Liputan6.com, Jakarta - Kasus dugaan korupsi di lingkungan Kementerian Hukum dan Hak Asasi Manusia (Kemenkumham) yang sempat menyeret mantan Wamenkumham Edward Omar Sharif Hiariej alias Eddy Hiariej masih belum ada kejelasan.

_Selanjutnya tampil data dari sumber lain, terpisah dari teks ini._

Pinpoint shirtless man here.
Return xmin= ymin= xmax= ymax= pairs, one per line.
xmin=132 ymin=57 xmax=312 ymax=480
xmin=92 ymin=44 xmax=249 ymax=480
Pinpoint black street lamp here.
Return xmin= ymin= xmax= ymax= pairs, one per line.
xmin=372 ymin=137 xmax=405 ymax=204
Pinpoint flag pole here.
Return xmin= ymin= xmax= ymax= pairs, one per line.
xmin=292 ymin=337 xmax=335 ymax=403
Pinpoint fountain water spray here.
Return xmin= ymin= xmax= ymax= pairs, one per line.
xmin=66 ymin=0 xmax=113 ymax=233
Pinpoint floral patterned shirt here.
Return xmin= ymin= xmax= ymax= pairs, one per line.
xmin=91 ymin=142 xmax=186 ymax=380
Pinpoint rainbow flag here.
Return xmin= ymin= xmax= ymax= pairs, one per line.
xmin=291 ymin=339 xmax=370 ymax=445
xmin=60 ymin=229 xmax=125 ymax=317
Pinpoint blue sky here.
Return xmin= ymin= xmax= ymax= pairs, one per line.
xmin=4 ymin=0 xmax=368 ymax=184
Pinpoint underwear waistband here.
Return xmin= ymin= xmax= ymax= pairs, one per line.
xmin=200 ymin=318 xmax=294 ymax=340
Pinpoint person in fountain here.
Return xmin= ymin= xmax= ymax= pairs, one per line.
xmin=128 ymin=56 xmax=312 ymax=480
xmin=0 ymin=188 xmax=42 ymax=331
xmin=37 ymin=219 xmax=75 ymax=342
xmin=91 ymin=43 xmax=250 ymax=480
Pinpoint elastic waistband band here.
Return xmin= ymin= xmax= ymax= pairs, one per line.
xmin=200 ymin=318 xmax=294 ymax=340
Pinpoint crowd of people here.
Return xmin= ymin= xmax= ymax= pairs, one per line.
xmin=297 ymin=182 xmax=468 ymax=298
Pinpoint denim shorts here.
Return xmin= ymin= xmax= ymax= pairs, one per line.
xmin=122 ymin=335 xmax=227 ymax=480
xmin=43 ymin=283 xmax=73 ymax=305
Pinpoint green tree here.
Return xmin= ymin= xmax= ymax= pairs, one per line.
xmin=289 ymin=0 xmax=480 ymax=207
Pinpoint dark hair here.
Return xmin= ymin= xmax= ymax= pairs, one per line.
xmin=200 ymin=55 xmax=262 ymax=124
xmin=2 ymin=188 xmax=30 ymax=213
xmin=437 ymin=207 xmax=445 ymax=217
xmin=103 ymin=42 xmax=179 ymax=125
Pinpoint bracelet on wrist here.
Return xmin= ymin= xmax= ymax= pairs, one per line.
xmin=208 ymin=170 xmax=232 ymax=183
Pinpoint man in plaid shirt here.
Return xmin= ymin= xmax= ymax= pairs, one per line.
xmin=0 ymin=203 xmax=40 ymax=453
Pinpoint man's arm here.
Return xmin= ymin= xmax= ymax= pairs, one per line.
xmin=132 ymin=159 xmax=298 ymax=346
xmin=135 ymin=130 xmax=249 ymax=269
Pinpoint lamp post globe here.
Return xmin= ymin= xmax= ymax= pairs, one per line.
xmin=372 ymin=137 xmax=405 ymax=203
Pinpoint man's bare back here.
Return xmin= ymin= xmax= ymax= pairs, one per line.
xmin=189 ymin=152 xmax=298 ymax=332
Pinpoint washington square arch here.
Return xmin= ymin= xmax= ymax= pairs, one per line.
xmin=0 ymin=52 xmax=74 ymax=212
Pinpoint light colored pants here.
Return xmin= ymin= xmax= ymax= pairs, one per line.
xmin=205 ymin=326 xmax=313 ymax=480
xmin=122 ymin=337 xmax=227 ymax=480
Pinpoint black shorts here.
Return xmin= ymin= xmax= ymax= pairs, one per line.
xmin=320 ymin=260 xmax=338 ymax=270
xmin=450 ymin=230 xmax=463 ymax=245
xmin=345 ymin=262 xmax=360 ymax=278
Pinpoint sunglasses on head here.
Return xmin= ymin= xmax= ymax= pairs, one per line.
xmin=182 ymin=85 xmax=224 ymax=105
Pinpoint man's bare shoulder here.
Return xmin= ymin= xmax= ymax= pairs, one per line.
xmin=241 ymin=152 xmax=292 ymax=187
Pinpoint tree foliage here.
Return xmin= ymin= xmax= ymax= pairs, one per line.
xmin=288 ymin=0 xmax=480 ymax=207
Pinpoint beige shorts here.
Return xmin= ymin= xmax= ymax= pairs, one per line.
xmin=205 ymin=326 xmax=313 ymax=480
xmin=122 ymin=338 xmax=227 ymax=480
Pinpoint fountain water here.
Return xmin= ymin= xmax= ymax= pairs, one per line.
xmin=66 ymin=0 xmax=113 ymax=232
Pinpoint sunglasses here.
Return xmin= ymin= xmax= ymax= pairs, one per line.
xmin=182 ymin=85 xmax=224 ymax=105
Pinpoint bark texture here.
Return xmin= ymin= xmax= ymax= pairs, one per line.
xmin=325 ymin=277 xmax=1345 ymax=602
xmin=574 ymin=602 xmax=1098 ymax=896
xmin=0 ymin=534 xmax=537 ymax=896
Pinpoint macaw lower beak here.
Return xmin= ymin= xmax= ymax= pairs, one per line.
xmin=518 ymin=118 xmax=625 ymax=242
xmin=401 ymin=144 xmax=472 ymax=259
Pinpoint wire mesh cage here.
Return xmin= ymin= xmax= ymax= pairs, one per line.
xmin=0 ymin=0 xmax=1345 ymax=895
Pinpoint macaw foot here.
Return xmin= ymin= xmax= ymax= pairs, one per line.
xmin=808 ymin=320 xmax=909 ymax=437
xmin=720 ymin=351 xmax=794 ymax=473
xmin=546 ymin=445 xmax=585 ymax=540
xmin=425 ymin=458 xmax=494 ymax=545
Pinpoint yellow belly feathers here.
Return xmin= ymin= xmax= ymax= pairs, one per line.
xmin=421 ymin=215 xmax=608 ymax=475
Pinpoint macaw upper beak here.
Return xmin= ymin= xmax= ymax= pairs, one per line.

Padahal Komisi Pemberantasan Korupsi (KPK) sudah menerbitkan Surat Perintah Penyidikan (Sprindik) baru yang mengisyaratkan bahwa lembaga antirasuah tak mau membiarkan kasus dugaan suap Eddy Hiariej berhenti.
Baca Juga
Penyidikan dan penetapan tersangka Eddy Hiariej terkait kasus dugaan suap ini sempat dianulir Pengadilan Negeri Jakarta Selatan (PN Jaksel) lewat gugatan praperadilan. Namun setelah terbitnya Sprindik baru, justru belum terlihat progres penanganan kasus yang menyeret mantan Wamenkumham tersebut.
Advertisement
Terkait hal ini. Wakil Ketua KPK, Johanis Tanak mengaku tidak ada kendala dalam penanganan kasus korupsi yang menyeret Eddy Hiariej. Ia menegaskan bahwa penanganan kasus dugaan suap tersebut tetap diusut dengan hati-hati.
"Kendala tidak ada, kita kan sedang menata, kemudian supaya jangan sampai ketika kita melangkah lagi, salah lagi. itulah, ditolak lagi, diterima lagi praperadilan, ini yang kemudian perlu diatata kembali yang lebih baik sehingga nantinya ketika proses hukum dimulai lagi kalau pun ada praperadilan," kata Tanak saat ditemui di Gedung Dewan Pengawas KPK, Selasa (30/4/2024).
Tanak meluruskan, bahwa kemenangan Eddy dalam praperadilan atas penetapan tersangka oleh KPK tidak serta merta akan berarti menghentikan kasus tersebut.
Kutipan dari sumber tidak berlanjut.